Quoting a report titled Doke Kha Bon with the accounts of 20 Chin women refugees in New Delhi, which was sponsored by the Burma Center Delhi and released recently, Kim asserted that the capital city remains universally unsafe for asylum seekers.
According to the UNHCR office in New Delhi, persecution due to minority ethnic race, religion and political opinion are cited as the main reasons for their seeking asylum in neighboring countries. “The most frequent complaints reported to UNHCR include difficulty in communicating with local health and education service providers,” said the BCD-sponsored report.
Prepared by the Pann Nu Foundation, the report includes case studies relating to Chin refugee women now living in west Delhi.
“Those women, many of them widows and single mothers, have bared their hearts during the interaction. In fact, every woman has a pathetic story to tell. Originally hailing from some remote areas of Chin, the refugee families were once dependent on Jhum [shifting] cultivation. But due to land confiscation practices adopted by the Burmese Army, the Chin villagers gradually lost their livelihood and left for India,” said Alana Golmei, founder and president of the Pann Nu Foundation.
Often the women and girls were compelled to serve the Burmese military as porters and laborers, made to serve food, and camp in the jungle with no proper shelter, without even knowing when they could return home.
“Needless to say, they all lack proper education. The interviewees can only read and write in their local Chin dialect. All these women, who are Christians, had no respite from the Buddhist dominated military personnel, who even barge into their houses and demand food time to time,” Golmei said. “They said the continued sexual assault by the Burmese soldiers is their worst nightmare there.”
But their lives in New Delhi are turning into another nightmare.
“They allege that they become victims of physical abuse, molestation, sexual assault and discrimination everywhere they go, be it at their rented apartments, workplaces, public spaces or even the roads for that matter,” Golmei said, adding that they keep mum about sexual assaults due to the fear of social stigmatization and shame.

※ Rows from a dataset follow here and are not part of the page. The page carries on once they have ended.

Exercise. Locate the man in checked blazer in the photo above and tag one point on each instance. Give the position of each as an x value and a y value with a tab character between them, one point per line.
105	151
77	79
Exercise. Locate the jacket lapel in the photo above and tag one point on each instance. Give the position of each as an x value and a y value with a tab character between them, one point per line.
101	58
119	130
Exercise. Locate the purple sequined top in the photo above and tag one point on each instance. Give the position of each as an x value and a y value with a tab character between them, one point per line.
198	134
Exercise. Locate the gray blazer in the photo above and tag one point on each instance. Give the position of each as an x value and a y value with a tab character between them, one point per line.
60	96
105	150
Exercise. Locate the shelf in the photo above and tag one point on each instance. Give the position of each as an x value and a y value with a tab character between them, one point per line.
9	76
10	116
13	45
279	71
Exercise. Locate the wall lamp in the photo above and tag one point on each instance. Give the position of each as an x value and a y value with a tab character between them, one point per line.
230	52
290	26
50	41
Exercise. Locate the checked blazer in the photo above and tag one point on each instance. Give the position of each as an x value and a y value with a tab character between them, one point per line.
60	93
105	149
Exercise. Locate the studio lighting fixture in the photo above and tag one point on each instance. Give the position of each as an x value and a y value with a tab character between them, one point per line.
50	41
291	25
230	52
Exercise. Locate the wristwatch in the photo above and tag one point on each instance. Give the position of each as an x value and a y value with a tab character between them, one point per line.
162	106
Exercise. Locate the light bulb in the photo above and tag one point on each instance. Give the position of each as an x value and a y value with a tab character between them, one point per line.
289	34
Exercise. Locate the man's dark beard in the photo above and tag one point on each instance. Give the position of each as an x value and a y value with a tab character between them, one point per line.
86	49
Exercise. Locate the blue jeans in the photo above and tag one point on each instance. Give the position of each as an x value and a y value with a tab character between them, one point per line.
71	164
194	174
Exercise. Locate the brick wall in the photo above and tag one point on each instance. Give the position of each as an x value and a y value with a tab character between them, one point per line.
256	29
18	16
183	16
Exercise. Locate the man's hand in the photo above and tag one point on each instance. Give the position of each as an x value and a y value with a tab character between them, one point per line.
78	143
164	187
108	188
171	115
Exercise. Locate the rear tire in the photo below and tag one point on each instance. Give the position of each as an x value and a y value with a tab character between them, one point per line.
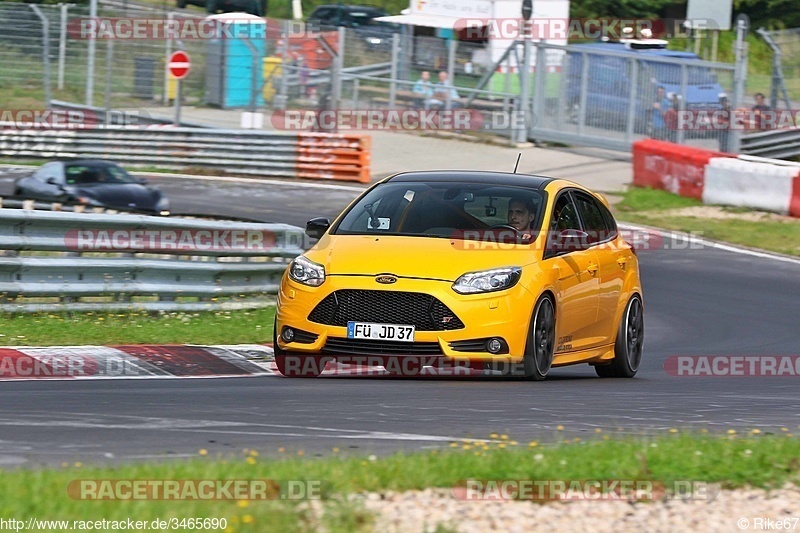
629	343
540	345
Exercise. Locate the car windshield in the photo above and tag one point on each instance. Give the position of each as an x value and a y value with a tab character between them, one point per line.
439	209
86	174
671	74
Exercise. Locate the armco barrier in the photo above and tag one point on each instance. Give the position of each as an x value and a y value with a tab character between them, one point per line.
717	178
758	185
118	257
672	167
260	153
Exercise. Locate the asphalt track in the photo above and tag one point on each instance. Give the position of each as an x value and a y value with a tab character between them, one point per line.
705	301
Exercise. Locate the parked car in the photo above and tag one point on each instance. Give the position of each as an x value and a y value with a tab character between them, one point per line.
375	34
92	182
254	7
610	78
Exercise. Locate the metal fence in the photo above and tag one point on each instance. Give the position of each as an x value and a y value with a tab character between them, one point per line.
785	80
589	95
608	98
69	261
260	153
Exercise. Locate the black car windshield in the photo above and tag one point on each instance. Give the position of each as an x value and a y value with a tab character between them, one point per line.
439	209
89	174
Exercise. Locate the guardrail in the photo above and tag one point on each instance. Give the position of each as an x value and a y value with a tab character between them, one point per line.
718	178
260	153
778	144
138	262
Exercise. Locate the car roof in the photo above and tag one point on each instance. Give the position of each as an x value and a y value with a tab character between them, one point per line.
370	9
88	162
474	176
620	47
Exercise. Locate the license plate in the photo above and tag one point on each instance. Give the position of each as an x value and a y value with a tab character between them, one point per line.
383	332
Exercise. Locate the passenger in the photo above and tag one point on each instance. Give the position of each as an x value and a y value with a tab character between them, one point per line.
660	106
521	213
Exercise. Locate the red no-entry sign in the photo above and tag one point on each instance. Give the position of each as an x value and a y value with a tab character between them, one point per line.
179	64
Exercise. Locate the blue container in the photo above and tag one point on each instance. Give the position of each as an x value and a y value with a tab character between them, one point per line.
234	58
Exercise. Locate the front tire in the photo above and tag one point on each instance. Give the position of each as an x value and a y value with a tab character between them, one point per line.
540	347
628	347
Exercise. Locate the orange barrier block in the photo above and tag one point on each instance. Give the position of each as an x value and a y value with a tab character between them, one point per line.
335	156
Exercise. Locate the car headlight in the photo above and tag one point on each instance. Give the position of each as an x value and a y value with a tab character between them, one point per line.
307	272
497	279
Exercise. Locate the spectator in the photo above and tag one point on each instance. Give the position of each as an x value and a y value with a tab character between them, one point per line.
442	91
423	90
760	105
723	125
671	118
759	110
302	76
660	106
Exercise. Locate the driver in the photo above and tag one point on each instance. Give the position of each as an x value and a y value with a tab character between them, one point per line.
521	212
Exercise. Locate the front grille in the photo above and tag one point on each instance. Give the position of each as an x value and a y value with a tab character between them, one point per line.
369	347
422	311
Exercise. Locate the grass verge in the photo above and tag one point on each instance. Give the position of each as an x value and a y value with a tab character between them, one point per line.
752	459
745	227
137	327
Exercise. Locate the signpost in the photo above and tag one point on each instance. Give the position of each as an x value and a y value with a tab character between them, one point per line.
178	66
525	72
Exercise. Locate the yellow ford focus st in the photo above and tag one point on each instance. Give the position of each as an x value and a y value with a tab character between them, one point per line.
505	271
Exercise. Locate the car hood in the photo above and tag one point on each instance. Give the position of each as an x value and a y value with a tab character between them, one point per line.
414	257
128	195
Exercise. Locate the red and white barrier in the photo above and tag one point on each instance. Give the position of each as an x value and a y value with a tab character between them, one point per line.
717	178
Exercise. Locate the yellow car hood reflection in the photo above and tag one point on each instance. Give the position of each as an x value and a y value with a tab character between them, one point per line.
417	257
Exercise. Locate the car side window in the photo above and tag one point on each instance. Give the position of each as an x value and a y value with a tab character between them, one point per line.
564	216
48	171
593	221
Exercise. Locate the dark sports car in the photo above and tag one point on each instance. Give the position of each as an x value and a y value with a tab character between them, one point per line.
92	182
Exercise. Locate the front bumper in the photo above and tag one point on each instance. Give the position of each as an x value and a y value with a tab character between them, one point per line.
503	314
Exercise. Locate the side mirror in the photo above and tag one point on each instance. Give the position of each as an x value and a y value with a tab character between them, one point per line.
569	240
316	227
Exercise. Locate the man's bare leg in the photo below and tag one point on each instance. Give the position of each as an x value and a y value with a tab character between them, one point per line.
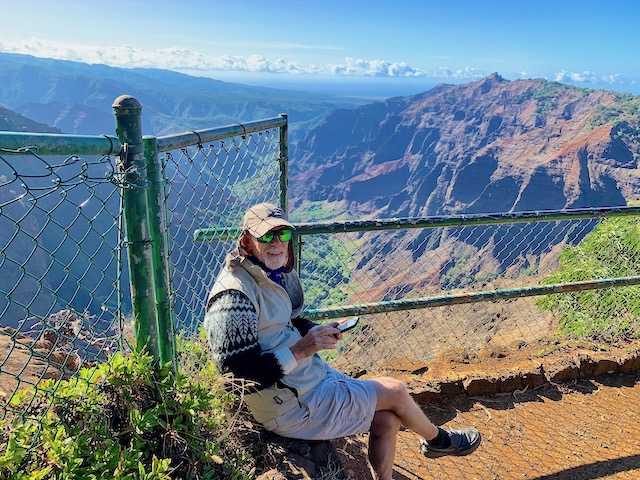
383	437
393	395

Now voices have been raised for reviewing the existing foreign policy of the Indian government, taking into consideration the Burmese refugee women and children in the country. Understanding that the refugee women are more vulnerable and are easy targets, the activists appealed to New Delhi to continue supporting the asylum seekers.
“The new difficulty for the Burmese refugees has started with the news of democratization of Burma. Now most conscious people of India argue that the refugees should leave the country, as India has enough problems to deal with,” said Dr. Tint Swe, a physician and an exile in India for decades.
Tint Swe however admitted that Indian people in general remain merciful. Of course they are lately starting to believe that if Burma becomes comfortable and safer, they should leave.
“But the question arises here if the changes in Burma have prepared the ground for returning the refugees. In reality it has not. So we have urged the Indian government to review its existing foreign policy with an aim to continue safeguarding the refugees here for some more years,” he added.
Following the call from Burma President Thein Sein’s government to exiles taking shelter in different countries to return, many refugee families have already responded and have left India. Others, however, remain apprehensive about their future. In some cases it is understood that the Burmese Army might have already confiscated their lands and destroyed their properties. Finding difficulties in surviving inside India as well, the Burmese refugees are now seeking resettlement in a third country for a dignified life.